-O industrial Paulo Muniz, diretor da Comaves e presidente da Associação dos Abatedouros Avícolas do Paraná (Avipar), disse ontem a este jornal que o setor vê com otimismo a disposição do governo de fiscalizar produtos de origem animal ou vegetal que entram no Brasil. Se os produtos que exportamos recebem fiscalização dos importadores - antes mesmo do embarque - é razoável que também os importados sejam fiscalizados pelo menos quando chegam aqui, observa o empresário.
-No entanto, o que ocorre hoje é que as empresas que importam não sofrem qualquer tipo de restrição sanitária.
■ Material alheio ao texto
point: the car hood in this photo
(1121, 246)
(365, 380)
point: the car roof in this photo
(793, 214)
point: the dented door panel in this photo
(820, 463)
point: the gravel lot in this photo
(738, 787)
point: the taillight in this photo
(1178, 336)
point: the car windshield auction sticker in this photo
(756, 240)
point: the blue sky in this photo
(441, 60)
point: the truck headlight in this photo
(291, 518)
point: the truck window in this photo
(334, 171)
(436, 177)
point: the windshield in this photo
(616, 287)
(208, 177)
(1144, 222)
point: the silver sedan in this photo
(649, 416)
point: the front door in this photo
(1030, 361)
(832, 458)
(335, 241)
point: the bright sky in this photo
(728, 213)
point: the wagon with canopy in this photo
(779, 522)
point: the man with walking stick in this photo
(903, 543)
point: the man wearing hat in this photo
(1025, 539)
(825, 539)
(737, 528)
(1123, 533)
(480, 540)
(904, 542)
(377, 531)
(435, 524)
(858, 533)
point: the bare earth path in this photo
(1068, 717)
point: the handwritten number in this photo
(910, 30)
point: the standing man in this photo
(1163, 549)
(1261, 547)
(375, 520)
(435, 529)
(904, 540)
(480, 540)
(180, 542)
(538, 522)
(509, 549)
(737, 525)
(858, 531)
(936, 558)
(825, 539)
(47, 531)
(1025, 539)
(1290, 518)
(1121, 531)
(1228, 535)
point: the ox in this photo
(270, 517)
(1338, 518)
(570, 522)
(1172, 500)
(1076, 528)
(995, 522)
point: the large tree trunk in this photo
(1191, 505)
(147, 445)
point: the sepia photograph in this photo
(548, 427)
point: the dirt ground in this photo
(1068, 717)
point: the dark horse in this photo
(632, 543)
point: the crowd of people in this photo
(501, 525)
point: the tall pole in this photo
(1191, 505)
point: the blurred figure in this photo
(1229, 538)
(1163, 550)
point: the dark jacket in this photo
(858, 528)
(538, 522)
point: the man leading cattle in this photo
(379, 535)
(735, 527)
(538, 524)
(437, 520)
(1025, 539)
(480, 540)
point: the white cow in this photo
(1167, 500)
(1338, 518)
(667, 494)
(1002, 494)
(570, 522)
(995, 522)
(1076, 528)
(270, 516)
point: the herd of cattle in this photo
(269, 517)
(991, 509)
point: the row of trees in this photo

Não sofriam, porque a Medida Provisória (MP) 1.791, de 30 de dezembro, pode mudar esta situação.
-Ora, se os produtos brasileiros, ao chegarem ao seu destino, recebem o mesmo tratamento sanitário que os produtos locais, seria justo que os importados, ao chegarem aqui, sejam tão fiscalizados quanto os nossos, e que a lei seja igual para todos.
-Muniz fala com a experiência de quem exporta. Os países compradores mantêm seus inspetores dentro da indústria, examinando cada lote, instalações, manuseio de produtos e até asseio das pessoas que manipulam os alimentos. O empresário cita o seu caso apenas como exemplo, pois isto ocorre em muitas indústrias exportadoras. Ele não é contra, já que tal procedimento tem a ver com padrão de qualidade e competitividade. Mas defende igual tratamento para os importados.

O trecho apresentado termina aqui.